Ersatz von Aufwendungen bei Rückbau im Vorfertigungsprozess
BGH stärkt Rechte von Handwerkern und Werkunternehmern
Der Bundesgerichtshof (BGH) hat in einer aktuellen Entscheidung die Rechte von Käufern – insbesondere Handwerkern und Werkunternehmern – deutlich gestärkt, wenn sich im Zuge eines Vorfertigungsprozesses Mängel an gelieferten Materialien zeigen. Der Senat stellte klar, dass ein Anspruch auf Aufwendungsersatz nach § 439 Abs. 3 BGB auch dann besteht, wenn ein Mangel bereits im Vorfertigungsstadium erkannt wird und es deshalb gar nicht mehr zum eigentlichen Einbau in eine andere Sache kommt. Damit wird der Anwendungsbereich des Nacherfüllungsanspruchs erheblich erweitert.
Hintergrund des Falles
Im zugrunde liegenden Fall hatte ein Käufer Edelstahlrohre erworben, die für den Bau von Rohrleitungssystemen auf Kreuzfahrtschiffen bestimmt waren. Die Rohre wurden in einem Vorfertigungsprozess zu sog. Rohrleitungsspools zusammengeschweißt, gebeizt und gestrichen. Noch vor der Endmontage in den Schiffsrümpfen stellte sich heraus, dass die gelieferten Rohre Materialfehler aufwiesen.
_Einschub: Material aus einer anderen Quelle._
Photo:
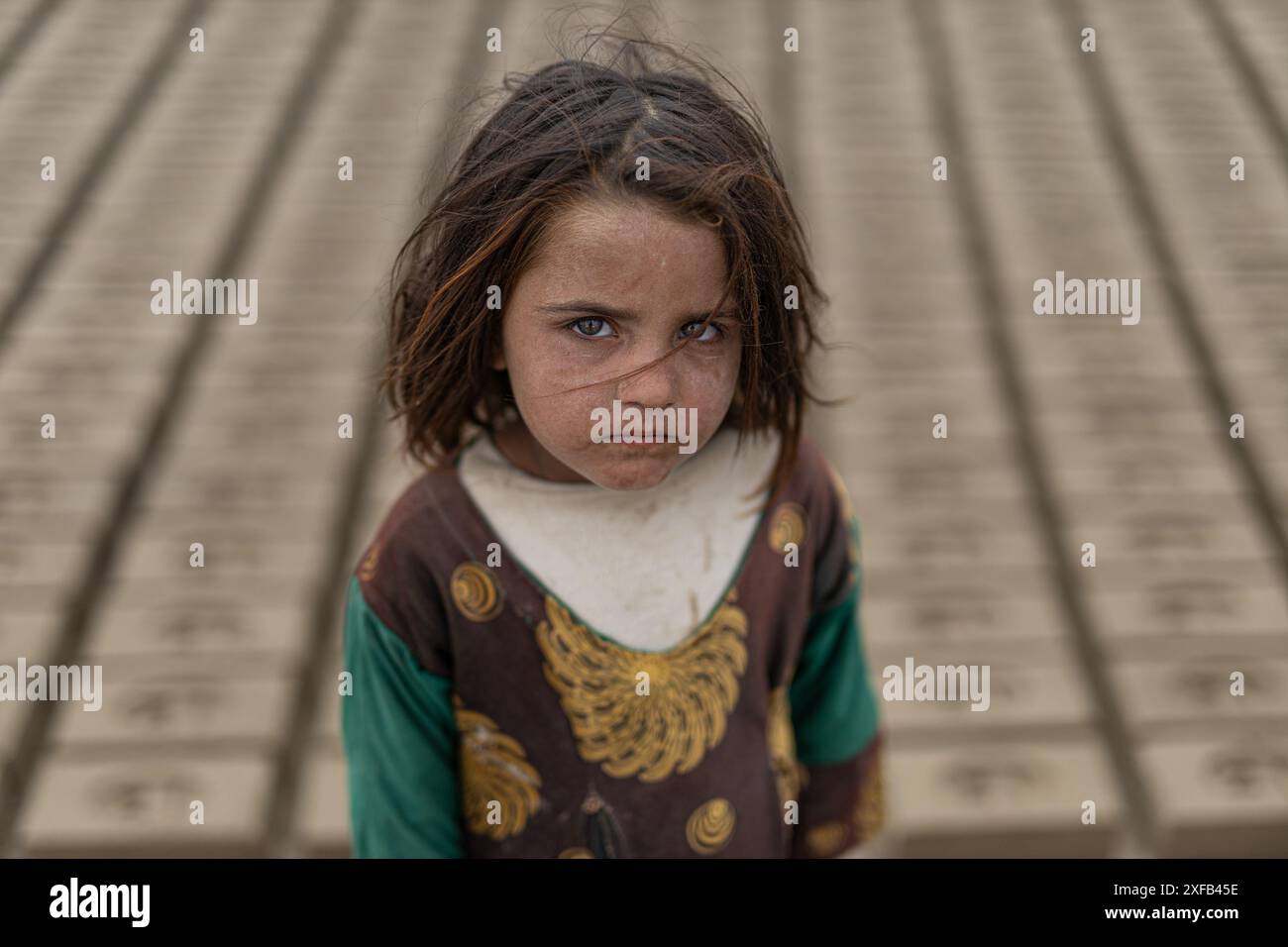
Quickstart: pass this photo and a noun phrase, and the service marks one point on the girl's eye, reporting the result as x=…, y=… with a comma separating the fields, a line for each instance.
x=709, y=333
x=591, y=328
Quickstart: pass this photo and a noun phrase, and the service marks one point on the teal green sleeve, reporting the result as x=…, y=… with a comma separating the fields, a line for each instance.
x=832, y=702
x=400, y=742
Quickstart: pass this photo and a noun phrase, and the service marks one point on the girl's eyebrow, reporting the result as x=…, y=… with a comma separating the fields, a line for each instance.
x=623, y=315
x=596, y=308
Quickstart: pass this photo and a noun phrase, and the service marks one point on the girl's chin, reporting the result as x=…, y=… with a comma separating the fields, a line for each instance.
x=640, y=472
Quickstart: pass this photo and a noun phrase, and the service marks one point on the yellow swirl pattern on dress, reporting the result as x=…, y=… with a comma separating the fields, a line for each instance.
x=846, y=513
x=493, y=768
x=476, y=591
x=692, y=690
x=825, y=840
x=368, y=570
x=709, y=826
x=870, y=812
x=782, y=746
x=787, y=525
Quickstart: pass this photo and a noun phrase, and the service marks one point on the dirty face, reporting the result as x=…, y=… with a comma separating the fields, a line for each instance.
x=614, y=286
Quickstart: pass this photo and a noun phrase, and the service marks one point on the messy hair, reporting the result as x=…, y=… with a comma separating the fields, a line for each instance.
x=575, y=131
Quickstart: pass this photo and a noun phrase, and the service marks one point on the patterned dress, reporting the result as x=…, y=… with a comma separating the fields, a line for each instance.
x=488, y=720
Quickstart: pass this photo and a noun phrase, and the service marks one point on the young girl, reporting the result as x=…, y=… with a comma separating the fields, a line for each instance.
x=568, y=644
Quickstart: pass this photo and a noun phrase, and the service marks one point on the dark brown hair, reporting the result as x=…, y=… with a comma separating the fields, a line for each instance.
x=570, y=132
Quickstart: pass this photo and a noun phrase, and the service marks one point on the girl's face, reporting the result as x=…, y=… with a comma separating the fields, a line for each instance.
x=616, y=286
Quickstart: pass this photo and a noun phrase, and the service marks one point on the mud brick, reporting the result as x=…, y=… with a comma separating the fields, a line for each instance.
x=906, y=581
x=1168, y=532
x=932, y=535
x=146, y=714
x=55, y=459
x=65, y=491
x=915, y=475
x=290, y=402
x=1034, y=689
x=24, y=562
x=1126, y=399
x=1192, y=696
x=112, y=438
x=1014, y=799
x=198, y=628
x=900, y=350
x=1090, y=356
x=1223, y=796
x=943, y=612
x=320, y=352
x=1247, y=570
x=27, y=634
x=1104, y=421
x=1146, y=475
x=912, y=419
x=162, y=560
x=323, y=827
x=1192, y=604
x=1126, y=453
x=296, y=526
x=314, y=445
x=241, y=487
x=142, y=806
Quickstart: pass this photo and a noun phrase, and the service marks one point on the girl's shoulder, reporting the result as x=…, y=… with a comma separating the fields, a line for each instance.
x=406, y=569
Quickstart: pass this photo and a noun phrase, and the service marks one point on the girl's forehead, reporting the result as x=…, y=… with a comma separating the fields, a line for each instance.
x=623, y=245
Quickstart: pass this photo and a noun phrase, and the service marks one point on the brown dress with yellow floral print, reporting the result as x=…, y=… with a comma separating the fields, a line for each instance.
x=572, y=745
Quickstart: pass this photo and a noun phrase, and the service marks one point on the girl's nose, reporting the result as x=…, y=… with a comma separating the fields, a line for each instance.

Der Käufer musste daher die bereits gefertigten Spools wieder demontieren, die verwendeten Bauteile (Fittinge, Messstutzen etc.) aufarbeiten und die Sektionen mit mangelfreien, nachgelieferten Rohren erneut zusammenbauen. Für diesen erheblichen Zusatzaufwand verlangte er vom Verkäufer Aufwendungsersatz in Höhe von rund 1,4 Mio. Euro.
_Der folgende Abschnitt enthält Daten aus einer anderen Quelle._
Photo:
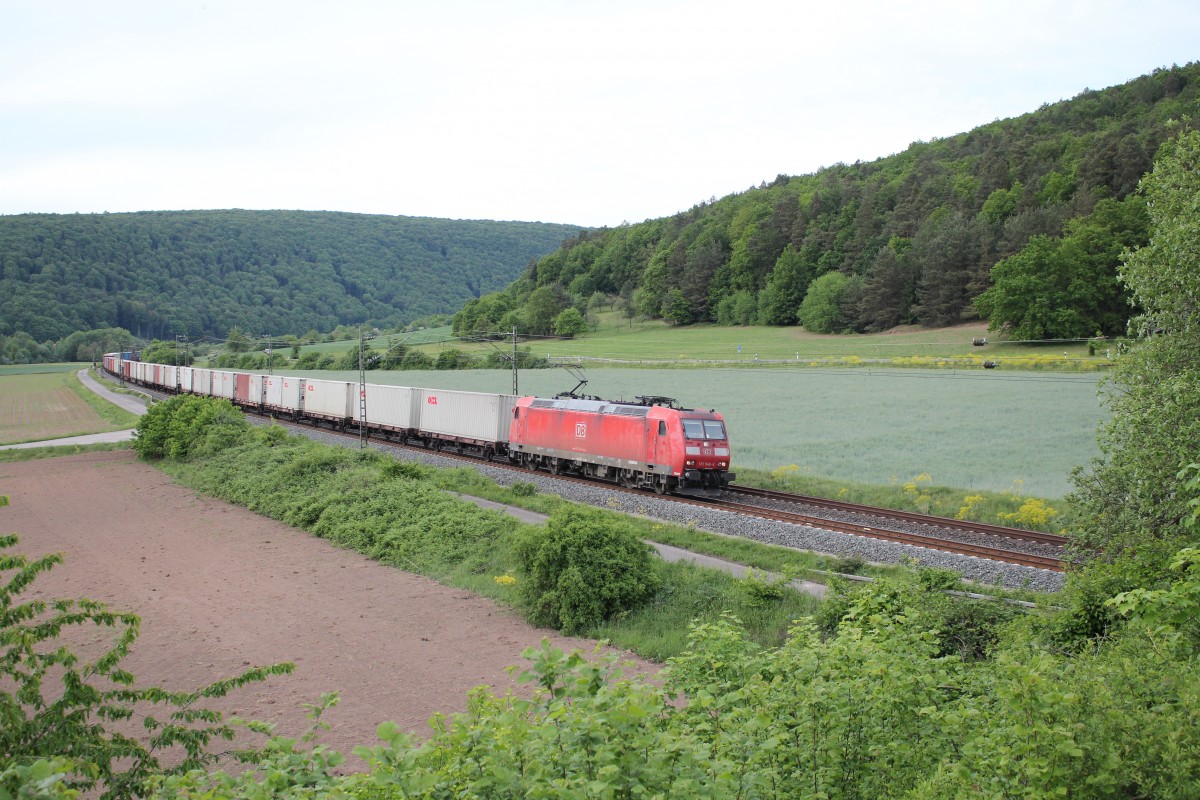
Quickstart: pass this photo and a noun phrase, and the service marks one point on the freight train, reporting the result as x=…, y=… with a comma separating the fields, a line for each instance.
x=651, y=443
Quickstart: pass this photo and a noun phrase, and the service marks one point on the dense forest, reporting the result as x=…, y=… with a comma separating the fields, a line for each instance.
x=162, y=274
x=1020, y=222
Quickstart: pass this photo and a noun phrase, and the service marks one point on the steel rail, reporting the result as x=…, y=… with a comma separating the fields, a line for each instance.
x=909, y=516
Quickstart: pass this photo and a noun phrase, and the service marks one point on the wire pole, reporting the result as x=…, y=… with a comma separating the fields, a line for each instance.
x=515, y=390
x=363, y=390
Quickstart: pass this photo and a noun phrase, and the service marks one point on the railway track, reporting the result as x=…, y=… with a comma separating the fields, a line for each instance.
x=1050, y=563
x=880, y=531
x=984, y=528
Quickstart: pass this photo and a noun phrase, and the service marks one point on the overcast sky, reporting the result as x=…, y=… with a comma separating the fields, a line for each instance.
x=588, y=113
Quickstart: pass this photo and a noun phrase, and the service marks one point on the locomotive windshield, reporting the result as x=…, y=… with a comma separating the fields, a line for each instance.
x=703, y=429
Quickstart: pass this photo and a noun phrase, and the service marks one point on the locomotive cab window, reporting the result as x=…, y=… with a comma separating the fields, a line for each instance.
x=703, y=429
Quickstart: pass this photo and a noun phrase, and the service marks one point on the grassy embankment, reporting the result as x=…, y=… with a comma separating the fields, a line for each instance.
x=858, y=428
x=403, y=516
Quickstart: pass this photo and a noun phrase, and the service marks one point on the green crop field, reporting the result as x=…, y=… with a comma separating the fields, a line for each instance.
x=37, y=404
x=760, y=346
x=966, y=428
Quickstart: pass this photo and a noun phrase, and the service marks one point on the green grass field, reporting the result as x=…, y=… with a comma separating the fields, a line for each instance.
x=967, y=428
x=51, y=403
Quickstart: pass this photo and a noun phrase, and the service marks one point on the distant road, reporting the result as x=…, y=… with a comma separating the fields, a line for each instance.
x=129, y=402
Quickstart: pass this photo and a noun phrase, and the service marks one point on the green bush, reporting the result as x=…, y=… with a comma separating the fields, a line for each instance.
x=582, y=569
x=189, y=426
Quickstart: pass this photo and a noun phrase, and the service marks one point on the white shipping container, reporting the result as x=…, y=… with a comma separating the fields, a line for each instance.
x=393, y=407
x=283, y=392
x=467, y=415
x=330, y=398
x=257, y=389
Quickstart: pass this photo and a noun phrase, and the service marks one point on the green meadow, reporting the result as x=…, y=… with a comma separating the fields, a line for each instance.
x=663, y=344
x=966, y=428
Gilt § 439 Abs. 3 BGB auch im Vorfertigungsprozess?
Nach § 439 Abs. 3 BGB kann der Käufer Ersatz der erforderlichen Aufwendungen für Ausbau und Wiedereinbau einer mangelhaften Kaufsache verlangen, wenn der Mangel erst nach dem Einbau offenbar wurde. Umstritten war bislang, ob dieser Anspruch auch greift, wenn der Einbauprozess zwar begonnen, aber noch nicht abgeschlossen war – etwa bei industriellen Vorfertigungen.
Die Vorinstanzen (u. a. das OLG Köln) hatten den Anspruch mit der Begründung verneint, ein Vorfertigungsprozess ist kein „Einbau“ oder „Anbringen“ im Sinne des Gesetzes, da die Sache noch nicht mit einer anderen Sache zu einer einheitlichen Sache verbunden wird.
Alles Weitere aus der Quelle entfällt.